View Full Version : wget -A html,htm deletes downloaded files


RhinoBoy
03-12-2002, 10:43 AM
I just installed wget 1.8.1 and have had a terrible time configuring it. Most importantly I can't get the Accept command line switch or the .wgetrc "action" setting to work.

It seems to work with a single file suffix like html. When I add more suffixes, it downloads the file and then deletes it because it was rejected. I have tried all permutations I can think of:

-A html,htm,jpg,gif
-A .html,.htm,.jpg,.gif
-A “html,htm,jpg,gif”
-A ‘html,htm,jpg,gif’
-A “html”,”htm”,”jpg”,”gif”
-A ‘html’,’htm’,’jpg’,’gif’
etc., etc., etc

I also tried putting these in .wgetrc with the same result. BTW, I tried creating the .wgetrc file with BBEdit and wget never accessed it as far as I can tell (is there a way to tell?). I then copied the wgetrc file installed with wget and edited it with BBEdit and that worked. Is this a file/creator type issue?
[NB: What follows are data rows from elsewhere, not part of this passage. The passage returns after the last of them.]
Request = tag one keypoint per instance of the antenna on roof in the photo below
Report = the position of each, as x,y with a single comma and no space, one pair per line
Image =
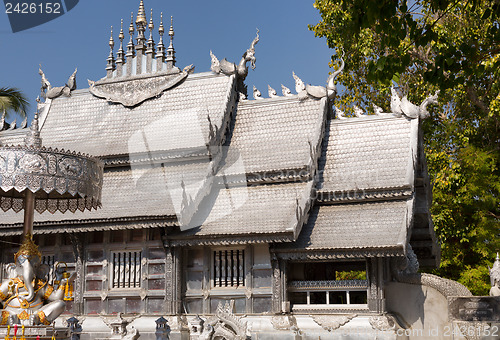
170,49
130,45
120,55
150,52
141,22
160,54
Anyway, HELP. What am I missing here? I think wget holds the greatest promise for me for the way I like to download and read off line.

TIA, Dan

fireproof
03-12-2002, 11:49 AM
I'd guess that the .wgetrc file issue has more to do with permissions or line endings (LF vs CR -- check out BBEdit Lite for changing between DOS, Unix, and Mac line endings).

Also, for lines like -A ‘html’,’htm’,’jpg’,’gif’ perhaps you want to use the

`
(backtick) character at the beginning AND the end?

Just a thought.

RhinoBoy
03-12-2002, 12:14 PM
I created that post with a word processor. In reality, I tried permutations of the single quote ' and double quote ".

mervTormel
03-12-2002, 12:41 PM
i got this to work, but with some errors:

% wget -r -l1 --no-parent -A.jpg 'http://home.mindspring.com/~bduart/'

% ls -s home.mindspring.com/%7Ebduart/
total 36
16 moonIsAharshMistress.jpg 20 retroTVwTestPattern.jpg

RhinoBoy
03-12-2002, 04:36 PM
The problem isn't with a single accept keyword. I can't figure out how to get more than one to work. The following works fine:

wget -l1 --no-parent -A.html http://wopr.norad.org/articles/firewall/

This one below, with two suffixes, downloads the html file and then deletes it because it should be rejected.

wget -l1 --no-parent -A.html,.htm http://wopr.norad.org/articles/firewall/

15:33:36 (138.94 KB/s) - `wopr.norad.org/articles/firewall/basics.html' saved [1565/1565]

Removing wopr.norad.org/articles/firewall/basics.html since it should be rejected.